Esboço “As ausências nos movimentos pela liberdade”
É importante observar as ausências, o que não é explicitado, o que não é debatido nem veiculado de forma impressa. Observemos os movimentos sociais que vem lutando pelo fim da violência e exploração nos diversos campos das lutas – movimentos anarquistas, movimentos de partidos de esquerda, movimentos negros, movimentos feministas, movimentos LGBT, movimentos lésbicos. Em vários momentos da história, muitas vezes trazem consigo centralização de pautas, ou seja, preferência de algumas pautas em detrimentos de várias outras. E não apenas a pauta, mas, a própria perspectiva de produção de discurso. Os grupos têm uma tendência de homogeneizar a perspectiva, ainda que haja diversidade de pontos de vista em um mesmo grupo. O processo de homogeneização passa por relações de poder, violência simbólica, violência psicológica, apagamento, silenciamento. Em suma, um processo de invisibilização de temas, perspectivas e logo, de epistemologias.
Um dos inícios do movimento feminista, entre final do séc. XIX e início do séc. XX, por exemplo, é bastante centrado na questão do voto das mulheres e seus direitos trabalhistas. Onde estava, porém, a crítica à violência contra pessoas negras em um país que tinha recém saído formalmente do contexto de escravização de pessoas negras? Onde estava a crítica à impossibilidade de mulheres lésbicas se afirmarem lésbicas publicamente? Já o movimento LGBT da década de 70, fazia uma crítica à exploração econômica, ao regime capitalista? O movimento negro da mesma década, questionava a violência contra as mulheres dentro das comunidades negras? O feminismo lésbico tem pensado sobre a violência à maternidade, sobre o racismo, sobre a desigualdade econômica? Os partidos de esquerda, por que no início do séc. XX não questionavam e ainda não questionam de forma incisiva o regime da heterosexualidade, o contexto patriarcal nas organizações coletivas, as violências que os homens que compõe esses grupos, cometem contra as mulheres?Por que os movimentos anarquistas do início do séc. XX nas Américas não pautavam com constância a violência contra pessoas negras, a escravização no continente? Por que os movimentos anarquistas não lutavam pelo fim da violência contra gays? Porque historicamente todos esses grupos e movimentos pouco falam da violência estatal cometida contra indígenas no Brasil? Pior, muitas vezes, vários desses movimentos eram abertamente contra pessoas homosexuais, por exemplo, ou contra mulheres que criticavam a violência cometida pelos homens contra elas. Ou seja, não apenas não pautavam a crítica, como também, reforçavam a violência através de práticas e discurso.

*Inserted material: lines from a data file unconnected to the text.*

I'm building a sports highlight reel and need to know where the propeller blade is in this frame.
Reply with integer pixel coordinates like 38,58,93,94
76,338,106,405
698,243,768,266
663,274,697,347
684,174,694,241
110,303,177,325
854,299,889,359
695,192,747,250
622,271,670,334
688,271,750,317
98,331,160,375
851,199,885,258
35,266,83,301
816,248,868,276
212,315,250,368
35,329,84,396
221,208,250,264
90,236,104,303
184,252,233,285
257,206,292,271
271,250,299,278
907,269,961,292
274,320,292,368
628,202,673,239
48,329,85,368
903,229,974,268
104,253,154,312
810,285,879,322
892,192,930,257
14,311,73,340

As violências se entrelaçam e reforçam umas às outras. Os regimes de dominação patriarcal, heteronormativo, racista e capitalista existem em conjunto e não separadamente. São regimes de violência e devem ser criticados e combatidos, todos eles. Porém, ao invés de integrar as lutas, a maioria dos movimentos opta por setoriza-las, evidenciar um ou outro aspecto do contexto total da violência. Muitos grupos optam por lutar contra aquilo que os afeta diretamente, ao invés de pensar todas as violências contra seres humanos, além de hierarquizar a importância dos vários regimes que afetam diretamente aquele grupo. Por exemplo, o movimento LGBT, que apesar de ser composto por homens e mulheres, deixou de se posicionar por muito tempo sobre a violência que homens cometem contra mulheres, dentro e fora do meio LGBT. Há uma hierarquia dentro do grupo, onde homens acabam por predominar na definição de pautas e perspectivas. E assim podemos pensar os outro grupos. Homens vêm se sobrepondo às mulheres em todos os movimentos sociais, sem exceção. Já nos movimentos de mulheres, há as hierarquias referentes à raça/etnia e orientação sexual.
Essa hierarquização de pautas ocorre também porque os regimes de dominação também estão presentes dentro dos movimentos sociais. Racismo, homofobia, lesbofobia, violência patriarcal e capitalista, estão presentes nos movimentos sociais.
A violência age de forma entrelaçada, os regimes de dominação se apóiam uns nos outros. Enquanto as lutas não foram também entrelaçadas e não combaterem todos esses regimes ao mesmo tempo, a violência contra pessoas e grupos continuará existindo. Até porque quando se corta apenas um galho de uma árvore, outro volta a crescer, enquanto os outros seguem se fortalecendo. Sem falar na cooptação de pautas que os regimes de dominação realizam.
É preciso ir à raiz das violências. É preciso que as violências sejam eliminadas por completo. É preciso uma vida de liberdade e sem violências, para todas as pessoas, imediamente.